Segmented initialization and offspring modification in evolutionary algorithms for bi-objective feature selection
Hang Xu, Bing Xue, Mengjie Zhang
Abstract
In classification, feature selection mainly aims at reducing the dataset dimensionality and increasing the classification accuracy, which also results in higher computational efficiency than using the original full set of features. Population-based meta-heuristic, evolutionary algorithms have been widely used to solve the bi-objective feature selection problem, which minimizes the number of selected features and the error of classification model. However, most of them are not specifically designed for feature selection, and disregard many of its complex characteristics.
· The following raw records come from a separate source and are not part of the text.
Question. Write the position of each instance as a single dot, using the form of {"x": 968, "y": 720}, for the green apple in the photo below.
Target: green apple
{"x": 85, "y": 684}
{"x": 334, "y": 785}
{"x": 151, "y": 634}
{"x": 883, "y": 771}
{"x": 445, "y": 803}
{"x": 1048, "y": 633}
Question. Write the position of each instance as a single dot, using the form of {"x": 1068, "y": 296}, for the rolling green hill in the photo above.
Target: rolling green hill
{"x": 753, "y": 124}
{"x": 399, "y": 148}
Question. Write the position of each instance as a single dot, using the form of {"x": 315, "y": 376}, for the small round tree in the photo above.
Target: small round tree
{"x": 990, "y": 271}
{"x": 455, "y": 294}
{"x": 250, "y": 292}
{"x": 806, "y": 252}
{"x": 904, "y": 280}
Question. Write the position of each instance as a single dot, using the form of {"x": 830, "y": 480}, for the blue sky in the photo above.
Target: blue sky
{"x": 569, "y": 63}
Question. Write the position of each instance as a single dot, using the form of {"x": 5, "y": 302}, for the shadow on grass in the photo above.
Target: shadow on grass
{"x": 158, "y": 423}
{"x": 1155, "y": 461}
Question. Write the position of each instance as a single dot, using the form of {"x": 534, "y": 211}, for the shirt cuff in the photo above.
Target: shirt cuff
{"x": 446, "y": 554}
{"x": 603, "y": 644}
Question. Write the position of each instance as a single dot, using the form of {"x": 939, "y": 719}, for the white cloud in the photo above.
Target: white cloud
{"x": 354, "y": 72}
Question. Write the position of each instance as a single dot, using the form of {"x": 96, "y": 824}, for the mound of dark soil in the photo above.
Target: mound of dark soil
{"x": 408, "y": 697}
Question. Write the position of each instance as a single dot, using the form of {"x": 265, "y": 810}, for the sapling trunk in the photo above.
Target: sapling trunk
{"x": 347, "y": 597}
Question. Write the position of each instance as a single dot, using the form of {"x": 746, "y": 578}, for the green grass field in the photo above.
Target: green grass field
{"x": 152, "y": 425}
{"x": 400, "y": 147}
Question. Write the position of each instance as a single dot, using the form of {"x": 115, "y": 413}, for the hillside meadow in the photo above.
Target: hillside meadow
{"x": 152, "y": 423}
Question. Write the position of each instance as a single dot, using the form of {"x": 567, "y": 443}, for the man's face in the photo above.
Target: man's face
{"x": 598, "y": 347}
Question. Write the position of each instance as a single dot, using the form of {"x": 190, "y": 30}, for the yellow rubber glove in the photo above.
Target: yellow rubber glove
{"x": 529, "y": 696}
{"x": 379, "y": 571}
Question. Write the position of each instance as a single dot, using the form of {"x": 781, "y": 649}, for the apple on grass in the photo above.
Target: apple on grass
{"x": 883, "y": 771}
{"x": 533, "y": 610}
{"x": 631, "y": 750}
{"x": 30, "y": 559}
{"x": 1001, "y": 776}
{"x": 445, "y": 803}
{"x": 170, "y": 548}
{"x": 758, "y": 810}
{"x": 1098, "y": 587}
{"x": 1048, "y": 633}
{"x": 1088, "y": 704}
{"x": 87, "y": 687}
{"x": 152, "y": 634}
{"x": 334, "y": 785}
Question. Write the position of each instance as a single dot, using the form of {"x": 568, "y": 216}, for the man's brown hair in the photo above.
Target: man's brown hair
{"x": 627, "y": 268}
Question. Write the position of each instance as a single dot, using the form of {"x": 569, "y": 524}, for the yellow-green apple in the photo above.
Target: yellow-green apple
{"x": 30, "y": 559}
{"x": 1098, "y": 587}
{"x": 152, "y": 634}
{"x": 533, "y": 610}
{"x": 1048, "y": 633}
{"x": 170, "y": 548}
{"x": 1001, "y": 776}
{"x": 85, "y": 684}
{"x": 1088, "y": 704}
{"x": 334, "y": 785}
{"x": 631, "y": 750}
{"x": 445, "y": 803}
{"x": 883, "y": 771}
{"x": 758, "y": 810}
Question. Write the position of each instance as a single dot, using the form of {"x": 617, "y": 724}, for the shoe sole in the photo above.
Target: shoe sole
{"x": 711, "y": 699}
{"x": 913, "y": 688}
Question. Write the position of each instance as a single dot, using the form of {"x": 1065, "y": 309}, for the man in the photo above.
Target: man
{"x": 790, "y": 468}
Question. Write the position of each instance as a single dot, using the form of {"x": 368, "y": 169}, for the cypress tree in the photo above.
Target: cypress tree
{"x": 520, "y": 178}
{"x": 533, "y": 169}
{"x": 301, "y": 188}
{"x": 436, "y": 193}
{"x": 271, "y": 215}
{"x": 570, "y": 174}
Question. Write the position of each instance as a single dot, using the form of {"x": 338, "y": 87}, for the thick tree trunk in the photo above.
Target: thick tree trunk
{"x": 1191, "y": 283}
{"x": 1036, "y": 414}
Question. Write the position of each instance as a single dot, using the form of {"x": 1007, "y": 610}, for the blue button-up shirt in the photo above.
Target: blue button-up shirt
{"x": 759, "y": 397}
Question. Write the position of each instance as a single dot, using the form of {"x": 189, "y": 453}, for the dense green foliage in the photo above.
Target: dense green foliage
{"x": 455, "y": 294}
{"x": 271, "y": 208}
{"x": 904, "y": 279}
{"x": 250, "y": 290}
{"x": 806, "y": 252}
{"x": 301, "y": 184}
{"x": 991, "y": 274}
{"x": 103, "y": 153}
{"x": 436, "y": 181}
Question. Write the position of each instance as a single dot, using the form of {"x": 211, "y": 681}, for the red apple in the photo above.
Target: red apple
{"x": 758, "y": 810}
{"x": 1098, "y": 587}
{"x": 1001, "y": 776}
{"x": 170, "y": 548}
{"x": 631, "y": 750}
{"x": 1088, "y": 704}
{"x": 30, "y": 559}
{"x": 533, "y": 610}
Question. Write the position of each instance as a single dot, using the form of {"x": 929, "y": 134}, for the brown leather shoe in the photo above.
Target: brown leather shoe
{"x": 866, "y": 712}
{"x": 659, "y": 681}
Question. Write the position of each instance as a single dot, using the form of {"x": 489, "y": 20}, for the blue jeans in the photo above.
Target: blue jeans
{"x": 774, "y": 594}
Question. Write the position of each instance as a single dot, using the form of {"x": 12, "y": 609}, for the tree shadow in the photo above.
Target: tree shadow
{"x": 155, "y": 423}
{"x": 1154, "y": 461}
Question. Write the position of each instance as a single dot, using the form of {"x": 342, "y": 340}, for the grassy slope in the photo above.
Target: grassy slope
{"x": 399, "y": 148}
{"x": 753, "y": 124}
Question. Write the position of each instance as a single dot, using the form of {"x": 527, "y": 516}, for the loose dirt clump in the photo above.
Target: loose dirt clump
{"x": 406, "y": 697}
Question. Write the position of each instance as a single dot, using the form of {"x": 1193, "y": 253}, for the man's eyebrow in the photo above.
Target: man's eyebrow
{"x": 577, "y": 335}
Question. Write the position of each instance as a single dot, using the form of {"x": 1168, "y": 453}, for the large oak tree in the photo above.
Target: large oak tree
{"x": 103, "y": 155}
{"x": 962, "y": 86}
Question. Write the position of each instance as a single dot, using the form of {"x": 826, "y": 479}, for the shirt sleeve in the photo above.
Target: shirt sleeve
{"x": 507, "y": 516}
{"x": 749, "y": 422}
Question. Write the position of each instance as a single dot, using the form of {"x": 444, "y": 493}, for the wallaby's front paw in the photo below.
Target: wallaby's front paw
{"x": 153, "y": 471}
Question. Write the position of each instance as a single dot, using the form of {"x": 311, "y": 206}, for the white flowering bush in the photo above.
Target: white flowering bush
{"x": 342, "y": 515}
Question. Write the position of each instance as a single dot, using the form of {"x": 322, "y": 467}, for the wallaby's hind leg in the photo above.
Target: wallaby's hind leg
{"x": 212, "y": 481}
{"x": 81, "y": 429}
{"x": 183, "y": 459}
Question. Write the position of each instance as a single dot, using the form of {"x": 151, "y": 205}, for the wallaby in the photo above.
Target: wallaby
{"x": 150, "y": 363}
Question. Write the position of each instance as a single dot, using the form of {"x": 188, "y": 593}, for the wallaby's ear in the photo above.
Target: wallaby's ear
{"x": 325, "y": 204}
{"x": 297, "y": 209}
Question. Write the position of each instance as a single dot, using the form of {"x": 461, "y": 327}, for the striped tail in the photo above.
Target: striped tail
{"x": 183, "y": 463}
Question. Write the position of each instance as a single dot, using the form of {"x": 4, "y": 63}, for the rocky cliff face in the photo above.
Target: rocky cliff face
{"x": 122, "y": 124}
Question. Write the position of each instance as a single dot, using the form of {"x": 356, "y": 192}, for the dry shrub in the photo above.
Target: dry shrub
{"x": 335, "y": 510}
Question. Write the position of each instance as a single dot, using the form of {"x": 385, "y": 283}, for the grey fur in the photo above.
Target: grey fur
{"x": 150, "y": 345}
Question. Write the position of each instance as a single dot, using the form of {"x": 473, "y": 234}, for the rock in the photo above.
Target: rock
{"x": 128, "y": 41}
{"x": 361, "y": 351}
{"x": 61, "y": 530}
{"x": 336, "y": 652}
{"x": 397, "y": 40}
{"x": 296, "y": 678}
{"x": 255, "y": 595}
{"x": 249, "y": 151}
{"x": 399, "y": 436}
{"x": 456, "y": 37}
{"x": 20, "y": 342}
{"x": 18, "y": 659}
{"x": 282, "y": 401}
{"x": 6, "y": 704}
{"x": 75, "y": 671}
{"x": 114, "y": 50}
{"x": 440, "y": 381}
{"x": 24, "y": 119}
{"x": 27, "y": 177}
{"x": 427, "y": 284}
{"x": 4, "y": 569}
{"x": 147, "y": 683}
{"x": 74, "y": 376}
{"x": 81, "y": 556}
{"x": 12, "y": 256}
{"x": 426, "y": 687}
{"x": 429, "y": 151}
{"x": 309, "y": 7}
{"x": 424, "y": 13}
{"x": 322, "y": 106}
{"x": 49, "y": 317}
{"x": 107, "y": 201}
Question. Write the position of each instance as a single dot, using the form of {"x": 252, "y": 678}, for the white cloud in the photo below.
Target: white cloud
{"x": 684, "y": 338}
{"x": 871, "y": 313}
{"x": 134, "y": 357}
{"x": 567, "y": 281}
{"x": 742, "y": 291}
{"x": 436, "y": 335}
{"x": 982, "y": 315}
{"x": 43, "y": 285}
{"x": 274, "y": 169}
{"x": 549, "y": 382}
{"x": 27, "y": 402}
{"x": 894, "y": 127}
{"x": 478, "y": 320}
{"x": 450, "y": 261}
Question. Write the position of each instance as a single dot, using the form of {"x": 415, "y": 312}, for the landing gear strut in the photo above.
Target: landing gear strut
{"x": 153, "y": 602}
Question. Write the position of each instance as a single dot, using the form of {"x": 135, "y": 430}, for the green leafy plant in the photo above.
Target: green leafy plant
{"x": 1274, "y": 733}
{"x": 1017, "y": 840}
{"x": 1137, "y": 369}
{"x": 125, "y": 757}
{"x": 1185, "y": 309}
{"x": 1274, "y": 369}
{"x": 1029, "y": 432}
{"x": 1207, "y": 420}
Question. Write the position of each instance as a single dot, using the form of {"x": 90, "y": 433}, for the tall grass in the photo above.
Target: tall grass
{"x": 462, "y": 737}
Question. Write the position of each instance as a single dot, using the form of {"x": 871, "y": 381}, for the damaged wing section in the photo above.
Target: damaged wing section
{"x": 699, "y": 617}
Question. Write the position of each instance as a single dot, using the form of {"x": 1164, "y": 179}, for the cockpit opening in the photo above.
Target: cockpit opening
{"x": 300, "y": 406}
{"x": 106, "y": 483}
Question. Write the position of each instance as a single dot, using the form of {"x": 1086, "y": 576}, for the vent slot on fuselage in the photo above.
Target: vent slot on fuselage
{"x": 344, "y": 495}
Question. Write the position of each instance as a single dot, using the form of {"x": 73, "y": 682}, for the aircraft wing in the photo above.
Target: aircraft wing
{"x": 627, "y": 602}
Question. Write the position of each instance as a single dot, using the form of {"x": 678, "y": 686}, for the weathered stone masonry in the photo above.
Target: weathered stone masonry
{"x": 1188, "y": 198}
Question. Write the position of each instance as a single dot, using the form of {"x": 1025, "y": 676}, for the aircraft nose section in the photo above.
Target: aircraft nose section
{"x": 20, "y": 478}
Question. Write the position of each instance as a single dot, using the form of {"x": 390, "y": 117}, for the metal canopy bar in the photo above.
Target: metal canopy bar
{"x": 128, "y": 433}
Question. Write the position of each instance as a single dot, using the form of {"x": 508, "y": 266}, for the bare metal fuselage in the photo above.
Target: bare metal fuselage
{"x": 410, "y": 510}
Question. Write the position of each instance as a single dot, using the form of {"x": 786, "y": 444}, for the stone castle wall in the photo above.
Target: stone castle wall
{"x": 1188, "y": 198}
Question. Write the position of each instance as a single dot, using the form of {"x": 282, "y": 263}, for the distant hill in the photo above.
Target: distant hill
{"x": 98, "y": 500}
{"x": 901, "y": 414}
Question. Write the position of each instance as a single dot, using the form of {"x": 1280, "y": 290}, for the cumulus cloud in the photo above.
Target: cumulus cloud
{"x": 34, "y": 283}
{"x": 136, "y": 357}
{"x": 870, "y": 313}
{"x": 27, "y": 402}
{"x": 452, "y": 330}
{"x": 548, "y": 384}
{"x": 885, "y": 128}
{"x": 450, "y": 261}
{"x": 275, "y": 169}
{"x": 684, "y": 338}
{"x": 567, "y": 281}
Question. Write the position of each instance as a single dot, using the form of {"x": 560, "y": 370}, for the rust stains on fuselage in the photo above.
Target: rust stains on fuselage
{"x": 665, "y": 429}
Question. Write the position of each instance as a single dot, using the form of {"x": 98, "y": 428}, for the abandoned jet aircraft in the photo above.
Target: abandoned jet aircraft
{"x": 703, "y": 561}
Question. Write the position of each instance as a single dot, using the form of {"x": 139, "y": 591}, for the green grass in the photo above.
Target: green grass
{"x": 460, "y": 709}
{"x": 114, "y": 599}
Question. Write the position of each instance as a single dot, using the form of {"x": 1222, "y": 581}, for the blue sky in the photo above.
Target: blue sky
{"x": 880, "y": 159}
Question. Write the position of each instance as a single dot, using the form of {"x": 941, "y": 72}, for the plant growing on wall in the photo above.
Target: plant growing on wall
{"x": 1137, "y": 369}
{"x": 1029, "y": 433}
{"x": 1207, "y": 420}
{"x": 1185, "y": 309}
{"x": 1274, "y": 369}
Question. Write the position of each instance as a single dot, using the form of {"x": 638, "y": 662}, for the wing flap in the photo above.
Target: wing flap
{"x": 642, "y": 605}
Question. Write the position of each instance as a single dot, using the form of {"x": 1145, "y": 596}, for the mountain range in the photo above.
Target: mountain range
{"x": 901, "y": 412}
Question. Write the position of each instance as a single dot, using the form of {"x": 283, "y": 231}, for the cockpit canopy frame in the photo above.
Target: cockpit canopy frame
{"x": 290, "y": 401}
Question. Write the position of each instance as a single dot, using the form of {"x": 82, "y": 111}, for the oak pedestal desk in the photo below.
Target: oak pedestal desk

In this paper, we propose a generic approach that focuses on improving the initialization effectiveness and offspring quality, in order to boost the performance of existing evolutionary algorithms for bi-objective feature selection. To be more specific, a segmented initialization mechanism is used to enhance the exploration width, while an offspring modification mechanism is proposed to ensure the exploitation depth. Combining them together will make a good trade-off between the diversity and convergence. In the experiments, we plug the proposed approach into three different types of multi-objective evolutionary algorithms, and test them on 18 classification datasets with two widely-used performance metrics. The empirical results prove the significant contribution of the proposed approach on the optimization and classification performance.